Becoming Profitable

Bursting at the Seams: What to Do If Your Business is at Capacity & Still Losing Money

By January 12th, 2018 No Comments

A lot of business owners will often fall into the trap of believing that in order to make more money, they need to sell more of their product or time.

On the face of it, that sort of makes sense; selling more should mean generating more income.

However, if you ramp things up to the point where your business is at full capacity, and you’re still not making money – or worse, you’re losing money – then it’s not a sales challenge you’re facing. Instead, you’re up against an issue with profitability.

 

Maxed Out

 

If you find that your resources are being run into the ground in order to make more sales, then you need to take a step back and look around; what you see might surprise you.

Systems creaking under the pressure. Employees with steam pouring from their ears. Processes deserving of scrutiny being carried out in a certain way, because that’s the way they’ve always been done.

The fact is, more sales won’t necessarily mean more money. If you are unprofitable, then increasing those sales numbers will only serve to magnify your loss making.

Say, for instance, you are an agency who can sell a service for £10k. If it costs you £12k to resource this, then you’re losing £2k on that job. And if you increase your sales by tenfold without addressing the issue of profitability, you’re looking at a £120k loss on £100k of income.

Realistically, that’s simply not sustainable.

 

Get Busy Getting Profitable

 

at-capacity

When your business is busy, you need to identify and maximise opportunities to get and stay profitable. And there are really only two ways to do this: increase efficiency or increase price.

Increasing price can be tough to pull off with existing customers, so increasing your company’s efficiency is often your best bet in improving profitability.

This could involve reviewing internal systems and implementing a means of tracking the time spent on particular aspects of a project. If it can take fewer man-hours to accomplish something, which in-turn propels a project towards completion faster than before, your costs will be reduced and your profit margins widened.

And when it comes to new projects, accurate estimates are crucial to achieving profitability. By quoting based solely upon the length of time to complete a project, you are quite often setting yourself up for a fall.

Instead, you must appreciate that your resources will only be productive for a certain amount of time, and that unexpected incidents – such as illness, equipment failure, or random client meetings – will rear their heads throughout a project.

One of the best ways of improving the accuracy of your estimates is to apply the Pareto Principle (otherwise known as the 80/20 rule). This rule suggests that eighty percent of the output comes from twenty percent of the input.

You should therefore try to identify the parts of a project that are the most productive, and subsequently eliminate or minimise any time wasting activities that surround them.

For example, if you are designing and building a website, you might find that the development stage of the project goes off without a hitch, but the time spent replying to emails and dealing with revisions during the design stage has actually pushed everything back.
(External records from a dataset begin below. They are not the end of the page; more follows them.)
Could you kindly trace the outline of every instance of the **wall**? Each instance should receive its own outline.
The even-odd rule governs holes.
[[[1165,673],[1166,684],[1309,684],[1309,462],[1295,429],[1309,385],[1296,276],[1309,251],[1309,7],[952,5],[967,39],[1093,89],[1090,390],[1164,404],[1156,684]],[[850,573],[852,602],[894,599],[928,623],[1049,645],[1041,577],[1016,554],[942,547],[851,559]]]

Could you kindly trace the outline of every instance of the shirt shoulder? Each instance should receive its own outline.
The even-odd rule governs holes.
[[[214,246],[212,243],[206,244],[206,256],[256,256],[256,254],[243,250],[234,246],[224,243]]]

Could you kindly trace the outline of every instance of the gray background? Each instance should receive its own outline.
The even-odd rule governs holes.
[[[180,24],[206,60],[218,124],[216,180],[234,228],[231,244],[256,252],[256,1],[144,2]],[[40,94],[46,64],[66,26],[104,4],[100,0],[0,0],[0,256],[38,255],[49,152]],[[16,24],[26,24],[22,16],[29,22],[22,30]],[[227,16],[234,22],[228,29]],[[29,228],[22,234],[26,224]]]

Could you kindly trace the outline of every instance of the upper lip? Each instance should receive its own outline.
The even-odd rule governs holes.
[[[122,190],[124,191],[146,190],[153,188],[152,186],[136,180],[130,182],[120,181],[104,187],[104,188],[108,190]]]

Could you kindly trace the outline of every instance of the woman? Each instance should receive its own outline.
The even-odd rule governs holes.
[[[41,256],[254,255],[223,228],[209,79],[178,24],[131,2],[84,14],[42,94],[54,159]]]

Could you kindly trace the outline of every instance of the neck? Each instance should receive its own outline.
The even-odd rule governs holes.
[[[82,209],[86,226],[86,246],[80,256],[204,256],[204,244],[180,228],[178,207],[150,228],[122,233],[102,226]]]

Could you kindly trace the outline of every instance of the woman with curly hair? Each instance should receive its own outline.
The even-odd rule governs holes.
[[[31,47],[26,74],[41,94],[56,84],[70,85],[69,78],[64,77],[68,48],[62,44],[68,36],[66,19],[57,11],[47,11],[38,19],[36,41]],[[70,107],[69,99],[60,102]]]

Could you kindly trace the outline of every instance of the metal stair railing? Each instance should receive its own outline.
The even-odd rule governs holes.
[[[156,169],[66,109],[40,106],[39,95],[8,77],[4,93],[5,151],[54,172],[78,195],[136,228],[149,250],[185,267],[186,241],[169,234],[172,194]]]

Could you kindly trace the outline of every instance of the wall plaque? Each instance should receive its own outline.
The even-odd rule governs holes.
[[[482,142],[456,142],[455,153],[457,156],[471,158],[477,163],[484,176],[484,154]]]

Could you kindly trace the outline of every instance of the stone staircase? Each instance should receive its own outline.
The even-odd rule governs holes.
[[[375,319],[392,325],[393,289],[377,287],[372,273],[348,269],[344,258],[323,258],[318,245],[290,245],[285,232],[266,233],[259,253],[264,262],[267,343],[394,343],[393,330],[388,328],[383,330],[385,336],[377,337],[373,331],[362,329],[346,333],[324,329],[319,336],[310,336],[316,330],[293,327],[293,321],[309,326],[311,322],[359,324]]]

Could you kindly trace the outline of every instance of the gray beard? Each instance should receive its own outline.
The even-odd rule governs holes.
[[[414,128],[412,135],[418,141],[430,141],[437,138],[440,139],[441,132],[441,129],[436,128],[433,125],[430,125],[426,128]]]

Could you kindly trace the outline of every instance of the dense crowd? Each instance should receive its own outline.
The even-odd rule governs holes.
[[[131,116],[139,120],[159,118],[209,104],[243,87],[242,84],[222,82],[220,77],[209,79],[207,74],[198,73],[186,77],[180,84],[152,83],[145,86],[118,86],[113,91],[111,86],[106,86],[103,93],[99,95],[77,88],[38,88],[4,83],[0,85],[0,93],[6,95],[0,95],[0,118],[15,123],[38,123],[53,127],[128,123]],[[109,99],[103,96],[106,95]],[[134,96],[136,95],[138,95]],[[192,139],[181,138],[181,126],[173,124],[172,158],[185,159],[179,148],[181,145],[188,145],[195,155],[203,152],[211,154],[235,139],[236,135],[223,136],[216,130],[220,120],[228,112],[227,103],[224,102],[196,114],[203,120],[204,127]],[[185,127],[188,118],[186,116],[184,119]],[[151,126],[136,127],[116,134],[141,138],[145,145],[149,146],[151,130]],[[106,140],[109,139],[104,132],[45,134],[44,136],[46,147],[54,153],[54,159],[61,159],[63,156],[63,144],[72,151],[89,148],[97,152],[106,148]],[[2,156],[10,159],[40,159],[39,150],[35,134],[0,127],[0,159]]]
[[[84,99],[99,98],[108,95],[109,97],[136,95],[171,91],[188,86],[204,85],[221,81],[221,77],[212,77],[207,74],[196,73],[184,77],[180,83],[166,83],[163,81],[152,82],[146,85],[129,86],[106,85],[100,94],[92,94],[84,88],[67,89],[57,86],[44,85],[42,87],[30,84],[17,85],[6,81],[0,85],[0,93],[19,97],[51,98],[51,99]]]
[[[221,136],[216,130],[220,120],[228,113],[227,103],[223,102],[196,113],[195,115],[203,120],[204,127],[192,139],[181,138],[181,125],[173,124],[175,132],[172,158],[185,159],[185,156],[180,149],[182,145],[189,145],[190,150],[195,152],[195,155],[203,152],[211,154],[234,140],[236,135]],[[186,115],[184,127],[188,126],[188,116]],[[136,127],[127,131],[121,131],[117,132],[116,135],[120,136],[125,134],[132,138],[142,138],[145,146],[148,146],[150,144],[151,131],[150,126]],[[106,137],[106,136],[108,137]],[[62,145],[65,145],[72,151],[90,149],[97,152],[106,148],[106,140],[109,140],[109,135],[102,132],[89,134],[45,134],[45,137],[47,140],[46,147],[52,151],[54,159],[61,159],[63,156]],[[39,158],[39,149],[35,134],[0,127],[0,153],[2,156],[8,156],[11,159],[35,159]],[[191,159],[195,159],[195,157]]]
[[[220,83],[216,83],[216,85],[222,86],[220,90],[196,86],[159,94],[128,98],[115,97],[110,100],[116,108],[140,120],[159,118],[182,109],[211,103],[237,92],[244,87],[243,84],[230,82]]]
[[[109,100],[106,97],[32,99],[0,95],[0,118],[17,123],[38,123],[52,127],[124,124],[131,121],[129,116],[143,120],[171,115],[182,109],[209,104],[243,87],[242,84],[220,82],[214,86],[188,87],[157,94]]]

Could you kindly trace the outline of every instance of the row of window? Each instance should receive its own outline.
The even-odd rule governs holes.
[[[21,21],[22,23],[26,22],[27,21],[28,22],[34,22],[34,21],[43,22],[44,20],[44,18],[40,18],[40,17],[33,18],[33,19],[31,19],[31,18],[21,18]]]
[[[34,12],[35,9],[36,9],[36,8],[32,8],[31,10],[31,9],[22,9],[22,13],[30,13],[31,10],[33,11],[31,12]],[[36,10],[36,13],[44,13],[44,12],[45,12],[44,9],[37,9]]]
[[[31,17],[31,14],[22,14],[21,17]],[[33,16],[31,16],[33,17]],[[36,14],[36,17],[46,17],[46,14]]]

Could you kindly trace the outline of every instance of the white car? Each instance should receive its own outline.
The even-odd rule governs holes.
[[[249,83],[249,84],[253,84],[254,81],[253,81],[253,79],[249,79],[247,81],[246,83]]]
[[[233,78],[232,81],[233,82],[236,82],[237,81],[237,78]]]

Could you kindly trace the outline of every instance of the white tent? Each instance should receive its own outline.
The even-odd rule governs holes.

You now know which aspect of a project needs to be made more efficient.

Once you factor this into your estimate, and cost accordingly, you will almost certainly see an improvement in profitability.

 

Control the Chaos

 

Finally, you must ensure you are delivering ahead of schedule. Building a bit of wiggle room into your deadline can help you do this, but if you fail to control the chaos that can surround a project as it nears its completion, you can land yourself with more stress and ultimately less profitability.

No matter if you’re good at what you do – or indeed good at selling in general – you cannot get too carried away with the doing and selling for the sake of it.

You must review and iterate, make sure you’re tracking time and productivity, and only take on projects that you know you can deliver within the required timeframe.

What’s more, you must employ logic when deciding who to work with next. Being dazzled by a big job and jumping into a working relationship without even a little bit of due diligence can leave you up scope creep creek without a paddle.

Instead, make sure you’re working with the right type of client. Someone who respects your skills and experience, and understands your process. That way you’re likely to spend less time managing them and more time delivering to agreed milestones and deadlines. And that means less money spent on resource and, ultimately, more profit.